Danske Bank, formerly named Fokus Bank, is the Norwegian operations of the Danish Danske Bank. It has long been one of the largest banks in Scandinavia.

Danske Bank has 41 local branches spread around all of Norway. The main office is in Trondheim and the bank employs approximately 1,000 workers. The bank has 210,000 private customers and 15,000 business customers.

The bank has two subsidiaries:
- Danske Capital AS manages money market, obligation and mutual funds with the brand name Danske Invest.
- The real estate agent Fokus Krogsveen AS, branded as Krogsveen.

==History==
The banks that made up Danske Bank were all incorporated between 1868 and 1932.

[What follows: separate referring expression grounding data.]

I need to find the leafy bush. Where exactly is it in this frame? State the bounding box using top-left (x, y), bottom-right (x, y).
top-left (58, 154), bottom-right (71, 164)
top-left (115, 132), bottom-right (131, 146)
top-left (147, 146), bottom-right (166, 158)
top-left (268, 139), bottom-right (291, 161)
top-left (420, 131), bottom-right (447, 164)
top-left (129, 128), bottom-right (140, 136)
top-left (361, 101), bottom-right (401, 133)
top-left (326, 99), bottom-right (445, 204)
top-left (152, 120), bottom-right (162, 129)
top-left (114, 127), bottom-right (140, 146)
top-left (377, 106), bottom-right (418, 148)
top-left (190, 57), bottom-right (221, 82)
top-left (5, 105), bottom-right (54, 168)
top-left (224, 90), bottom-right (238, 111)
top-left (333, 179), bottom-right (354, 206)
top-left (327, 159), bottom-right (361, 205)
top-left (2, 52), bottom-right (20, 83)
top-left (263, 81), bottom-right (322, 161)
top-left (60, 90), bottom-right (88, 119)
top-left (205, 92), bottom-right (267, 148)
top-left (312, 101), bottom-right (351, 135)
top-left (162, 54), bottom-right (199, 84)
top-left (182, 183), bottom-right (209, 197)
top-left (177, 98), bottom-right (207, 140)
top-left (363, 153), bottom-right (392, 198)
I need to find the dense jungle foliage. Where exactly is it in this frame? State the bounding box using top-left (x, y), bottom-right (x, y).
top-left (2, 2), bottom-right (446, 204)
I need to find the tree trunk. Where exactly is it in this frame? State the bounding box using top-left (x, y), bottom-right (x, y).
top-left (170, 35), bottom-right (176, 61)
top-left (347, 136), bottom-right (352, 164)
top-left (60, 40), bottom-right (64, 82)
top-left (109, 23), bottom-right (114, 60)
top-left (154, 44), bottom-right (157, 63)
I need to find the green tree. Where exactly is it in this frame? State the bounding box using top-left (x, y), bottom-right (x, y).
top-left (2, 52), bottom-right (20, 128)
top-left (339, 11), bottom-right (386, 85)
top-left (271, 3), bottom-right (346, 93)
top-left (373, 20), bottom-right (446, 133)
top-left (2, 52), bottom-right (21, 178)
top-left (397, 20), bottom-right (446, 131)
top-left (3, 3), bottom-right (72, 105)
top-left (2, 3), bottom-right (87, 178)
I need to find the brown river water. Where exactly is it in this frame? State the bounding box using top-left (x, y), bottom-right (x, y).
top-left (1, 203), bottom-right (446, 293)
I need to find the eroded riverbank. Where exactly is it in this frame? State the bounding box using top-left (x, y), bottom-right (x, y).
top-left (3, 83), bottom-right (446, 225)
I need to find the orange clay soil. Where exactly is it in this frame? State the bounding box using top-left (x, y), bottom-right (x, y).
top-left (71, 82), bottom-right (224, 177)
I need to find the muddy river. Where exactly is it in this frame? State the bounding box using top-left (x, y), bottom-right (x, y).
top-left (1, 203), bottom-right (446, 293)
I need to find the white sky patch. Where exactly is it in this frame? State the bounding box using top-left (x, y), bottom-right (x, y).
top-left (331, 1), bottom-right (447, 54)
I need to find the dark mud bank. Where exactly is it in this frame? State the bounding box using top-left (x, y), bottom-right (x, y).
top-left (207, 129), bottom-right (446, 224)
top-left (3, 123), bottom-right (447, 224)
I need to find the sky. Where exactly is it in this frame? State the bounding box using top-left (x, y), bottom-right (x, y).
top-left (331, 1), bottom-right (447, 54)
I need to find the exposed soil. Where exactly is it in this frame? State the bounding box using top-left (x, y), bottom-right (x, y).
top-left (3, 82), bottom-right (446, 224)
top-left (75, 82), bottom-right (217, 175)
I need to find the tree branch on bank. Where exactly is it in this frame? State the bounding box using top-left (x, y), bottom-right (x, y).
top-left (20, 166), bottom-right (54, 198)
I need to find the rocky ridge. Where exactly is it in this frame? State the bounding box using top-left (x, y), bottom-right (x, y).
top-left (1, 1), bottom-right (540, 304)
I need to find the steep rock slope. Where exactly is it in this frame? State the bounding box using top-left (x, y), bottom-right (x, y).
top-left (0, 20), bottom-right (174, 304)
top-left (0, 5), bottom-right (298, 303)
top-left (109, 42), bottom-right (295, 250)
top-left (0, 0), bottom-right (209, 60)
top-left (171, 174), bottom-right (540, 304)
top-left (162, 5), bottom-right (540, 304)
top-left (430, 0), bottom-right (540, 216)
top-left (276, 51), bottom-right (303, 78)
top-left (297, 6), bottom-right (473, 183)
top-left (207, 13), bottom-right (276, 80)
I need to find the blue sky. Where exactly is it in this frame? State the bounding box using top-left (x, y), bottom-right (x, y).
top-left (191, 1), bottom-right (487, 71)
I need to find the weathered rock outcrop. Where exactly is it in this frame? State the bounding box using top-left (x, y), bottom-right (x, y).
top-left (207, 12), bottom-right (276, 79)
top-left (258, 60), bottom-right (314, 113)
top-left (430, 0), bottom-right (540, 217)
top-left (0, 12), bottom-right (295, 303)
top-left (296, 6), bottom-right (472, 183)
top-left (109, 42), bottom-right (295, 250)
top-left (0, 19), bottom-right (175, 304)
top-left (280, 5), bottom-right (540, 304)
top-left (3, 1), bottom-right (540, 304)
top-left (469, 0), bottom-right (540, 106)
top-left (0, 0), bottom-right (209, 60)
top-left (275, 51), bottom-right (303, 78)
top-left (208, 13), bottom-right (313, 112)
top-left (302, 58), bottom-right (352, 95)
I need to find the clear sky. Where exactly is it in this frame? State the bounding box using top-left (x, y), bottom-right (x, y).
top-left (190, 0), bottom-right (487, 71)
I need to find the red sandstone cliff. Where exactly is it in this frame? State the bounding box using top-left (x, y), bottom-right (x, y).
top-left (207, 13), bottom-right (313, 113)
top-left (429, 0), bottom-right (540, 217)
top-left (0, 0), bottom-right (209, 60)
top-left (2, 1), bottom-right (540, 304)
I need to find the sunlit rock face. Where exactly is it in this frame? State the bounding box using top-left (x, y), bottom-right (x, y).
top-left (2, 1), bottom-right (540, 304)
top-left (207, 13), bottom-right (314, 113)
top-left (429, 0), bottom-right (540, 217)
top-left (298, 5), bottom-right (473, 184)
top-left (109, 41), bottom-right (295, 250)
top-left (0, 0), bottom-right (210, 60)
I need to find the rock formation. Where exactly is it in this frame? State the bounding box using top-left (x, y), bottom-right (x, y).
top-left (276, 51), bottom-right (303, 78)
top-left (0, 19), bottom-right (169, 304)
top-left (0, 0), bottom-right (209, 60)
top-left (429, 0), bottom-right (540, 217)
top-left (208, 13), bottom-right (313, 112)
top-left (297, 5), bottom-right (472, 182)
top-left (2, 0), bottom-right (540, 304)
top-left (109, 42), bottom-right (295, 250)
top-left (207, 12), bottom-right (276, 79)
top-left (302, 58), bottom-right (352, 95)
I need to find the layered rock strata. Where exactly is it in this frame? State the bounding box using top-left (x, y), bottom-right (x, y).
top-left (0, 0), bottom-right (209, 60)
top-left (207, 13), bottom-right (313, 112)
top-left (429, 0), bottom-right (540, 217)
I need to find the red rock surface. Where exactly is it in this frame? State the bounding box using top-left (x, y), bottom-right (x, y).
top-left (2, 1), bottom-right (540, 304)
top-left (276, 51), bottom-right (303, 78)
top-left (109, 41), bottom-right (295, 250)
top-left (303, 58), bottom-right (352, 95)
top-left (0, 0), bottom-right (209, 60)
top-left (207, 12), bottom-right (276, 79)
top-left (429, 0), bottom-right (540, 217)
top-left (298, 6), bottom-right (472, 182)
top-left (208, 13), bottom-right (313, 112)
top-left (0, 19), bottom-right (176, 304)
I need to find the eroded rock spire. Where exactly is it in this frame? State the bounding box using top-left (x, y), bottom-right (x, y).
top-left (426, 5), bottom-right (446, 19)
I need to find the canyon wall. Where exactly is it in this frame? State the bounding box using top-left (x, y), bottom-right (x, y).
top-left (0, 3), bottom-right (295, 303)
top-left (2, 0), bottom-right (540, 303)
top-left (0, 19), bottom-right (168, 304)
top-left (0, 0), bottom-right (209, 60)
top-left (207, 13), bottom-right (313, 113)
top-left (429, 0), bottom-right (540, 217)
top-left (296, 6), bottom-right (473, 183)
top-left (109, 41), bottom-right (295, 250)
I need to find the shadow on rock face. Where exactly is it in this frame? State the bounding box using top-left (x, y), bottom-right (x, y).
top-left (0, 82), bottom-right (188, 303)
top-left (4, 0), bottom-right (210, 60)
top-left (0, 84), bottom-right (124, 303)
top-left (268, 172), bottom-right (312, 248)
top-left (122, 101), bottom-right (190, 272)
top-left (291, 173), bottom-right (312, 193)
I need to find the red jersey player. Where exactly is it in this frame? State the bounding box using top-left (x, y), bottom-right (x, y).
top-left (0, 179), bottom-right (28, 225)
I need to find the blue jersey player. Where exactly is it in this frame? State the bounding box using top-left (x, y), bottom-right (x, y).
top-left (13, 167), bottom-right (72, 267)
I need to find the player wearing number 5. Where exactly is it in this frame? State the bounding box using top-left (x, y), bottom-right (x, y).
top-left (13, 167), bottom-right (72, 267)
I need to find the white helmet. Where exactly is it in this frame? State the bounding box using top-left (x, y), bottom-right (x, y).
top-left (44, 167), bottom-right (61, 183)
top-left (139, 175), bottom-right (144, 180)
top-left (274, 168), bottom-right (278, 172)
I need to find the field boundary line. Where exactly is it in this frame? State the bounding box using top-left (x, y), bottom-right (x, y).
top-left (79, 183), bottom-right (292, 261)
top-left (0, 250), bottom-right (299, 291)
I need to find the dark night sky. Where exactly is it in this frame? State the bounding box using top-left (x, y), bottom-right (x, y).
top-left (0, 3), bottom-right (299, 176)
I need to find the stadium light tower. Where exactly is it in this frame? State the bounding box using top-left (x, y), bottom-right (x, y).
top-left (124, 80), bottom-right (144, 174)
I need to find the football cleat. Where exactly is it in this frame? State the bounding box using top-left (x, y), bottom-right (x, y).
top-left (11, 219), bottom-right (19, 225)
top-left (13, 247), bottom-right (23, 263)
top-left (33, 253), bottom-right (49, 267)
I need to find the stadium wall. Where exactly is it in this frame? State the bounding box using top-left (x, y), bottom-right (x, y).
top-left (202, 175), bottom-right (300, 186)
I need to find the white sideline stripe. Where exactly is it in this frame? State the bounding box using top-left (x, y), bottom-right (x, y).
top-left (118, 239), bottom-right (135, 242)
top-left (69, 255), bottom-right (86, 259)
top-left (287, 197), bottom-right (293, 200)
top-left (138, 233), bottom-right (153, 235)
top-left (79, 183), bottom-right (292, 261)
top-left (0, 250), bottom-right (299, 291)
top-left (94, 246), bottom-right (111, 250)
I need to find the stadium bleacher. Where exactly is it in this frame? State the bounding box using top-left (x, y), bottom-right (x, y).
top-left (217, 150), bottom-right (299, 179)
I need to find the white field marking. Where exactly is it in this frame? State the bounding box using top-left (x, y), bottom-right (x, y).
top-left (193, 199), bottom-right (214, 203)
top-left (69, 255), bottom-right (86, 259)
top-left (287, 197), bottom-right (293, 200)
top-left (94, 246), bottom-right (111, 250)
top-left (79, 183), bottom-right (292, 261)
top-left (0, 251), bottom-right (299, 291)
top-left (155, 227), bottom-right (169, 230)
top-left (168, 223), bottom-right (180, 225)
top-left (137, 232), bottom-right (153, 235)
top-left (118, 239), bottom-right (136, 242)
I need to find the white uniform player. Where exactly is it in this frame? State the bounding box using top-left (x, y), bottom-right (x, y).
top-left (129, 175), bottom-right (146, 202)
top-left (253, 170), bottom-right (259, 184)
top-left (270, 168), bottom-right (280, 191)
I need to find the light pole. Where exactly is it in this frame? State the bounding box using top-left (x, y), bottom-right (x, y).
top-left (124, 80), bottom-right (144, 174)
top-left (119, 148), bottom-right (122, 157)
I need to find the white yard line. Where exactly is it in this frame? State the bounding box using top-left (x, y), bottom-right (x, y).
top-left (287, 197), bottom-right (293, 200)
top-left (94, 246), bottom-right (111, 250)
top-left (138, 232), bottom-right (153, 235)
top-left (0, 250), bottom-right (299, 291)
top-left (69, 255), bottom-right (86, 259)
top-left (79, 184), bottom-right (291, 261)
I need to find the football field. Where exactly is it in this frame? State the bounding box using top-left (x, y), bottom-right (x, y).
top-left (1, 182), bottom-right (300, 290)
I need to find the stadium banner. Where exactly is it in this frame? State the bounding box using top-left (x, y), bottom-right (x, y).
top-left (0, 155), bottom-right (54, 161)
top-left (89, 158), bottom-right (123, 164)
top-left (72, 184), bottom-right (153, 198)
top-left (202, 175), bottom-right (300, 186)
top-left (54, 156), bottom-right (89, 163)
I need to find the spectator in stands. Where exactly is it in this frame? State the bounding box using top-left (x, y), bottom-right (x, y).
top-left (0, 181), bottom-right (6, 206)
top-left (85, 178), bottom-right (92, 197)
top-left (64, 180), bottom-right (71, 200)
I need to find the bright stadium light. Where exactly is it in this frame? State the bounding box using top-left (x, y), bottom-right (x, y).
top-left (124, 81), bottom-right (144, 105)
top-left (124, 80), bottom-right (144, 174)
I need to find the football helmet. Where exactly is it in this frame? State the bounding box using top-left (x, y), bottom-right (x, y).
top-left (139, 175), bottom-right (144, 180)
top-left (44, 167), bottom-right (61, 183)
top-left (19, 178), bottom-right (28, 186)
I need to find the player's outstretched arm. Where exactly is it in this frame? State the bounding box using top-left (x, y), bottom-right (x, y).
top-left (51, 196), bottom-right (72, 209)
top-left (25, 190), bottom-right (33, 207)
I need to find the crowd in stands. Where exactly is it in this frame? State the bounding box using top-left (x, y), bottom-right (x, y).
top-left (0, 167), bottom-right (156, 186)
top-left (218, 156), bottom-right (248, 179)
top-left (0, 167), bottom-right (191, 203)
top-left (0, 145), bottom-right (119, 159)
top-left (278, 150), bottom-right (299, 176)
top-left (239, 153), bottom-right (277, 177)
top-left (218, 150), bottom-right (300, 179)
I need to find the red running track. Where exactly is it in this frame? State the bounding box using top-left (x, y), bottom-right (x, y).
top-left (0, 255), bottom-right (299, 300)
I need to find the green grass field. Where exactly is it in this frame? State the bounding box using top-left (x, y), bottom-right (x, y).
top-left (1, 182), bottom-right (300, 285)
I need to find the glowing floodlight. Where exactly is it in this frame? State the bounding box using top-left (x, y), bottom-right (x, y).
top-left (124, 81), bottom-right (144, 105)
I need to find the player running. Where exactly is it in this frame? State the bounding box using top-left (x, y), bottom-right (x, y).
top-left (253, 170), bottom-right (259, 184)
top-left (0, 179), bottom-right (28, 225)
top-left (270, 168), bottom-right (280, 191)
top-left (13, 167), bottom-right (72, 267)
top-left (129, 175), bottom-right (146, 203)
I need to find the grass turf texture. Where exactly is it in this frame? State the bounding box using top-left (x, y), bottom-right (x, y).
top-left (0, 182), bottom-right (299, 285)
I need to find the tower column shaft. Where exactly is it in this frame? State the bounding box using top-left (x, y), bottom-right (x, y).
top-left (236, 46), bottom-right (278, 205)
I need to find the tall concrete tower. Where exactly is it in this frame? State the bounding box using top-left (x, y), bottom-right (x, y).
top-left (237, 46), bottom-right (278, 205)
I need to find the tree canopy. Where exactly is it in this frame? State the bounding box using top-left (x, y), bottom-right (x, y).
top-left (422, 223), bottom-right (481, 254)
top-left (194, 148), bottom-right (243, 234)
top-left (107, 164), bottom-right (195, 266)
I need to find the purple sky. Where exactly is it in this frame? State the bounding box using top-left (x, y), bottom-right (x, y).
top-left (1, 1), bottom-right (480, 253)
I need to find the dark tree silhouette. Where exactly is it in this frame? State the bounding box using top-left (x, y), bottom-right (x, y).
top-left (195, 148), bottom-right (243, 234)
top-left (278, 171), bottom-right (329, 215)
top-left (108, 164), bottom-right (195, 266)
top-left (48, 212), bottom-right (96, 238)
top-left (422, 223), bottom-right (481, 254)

Danske Bank is the result of merge between of all together seven regional banks in Norway and was noted on Oslo Stock Exchange. The merger was between Buskerudbanken, Bøndernes Bank, Forretningsbanken, Vestlandsbanken in 1987 and with Tromsbanken (1990), Rogalandsbanken (1991) and Samvirkebanken (1993). In 1999 it was acquired by Danske Bank, and became part of the Danske Bank Corporation on May 7, 1999.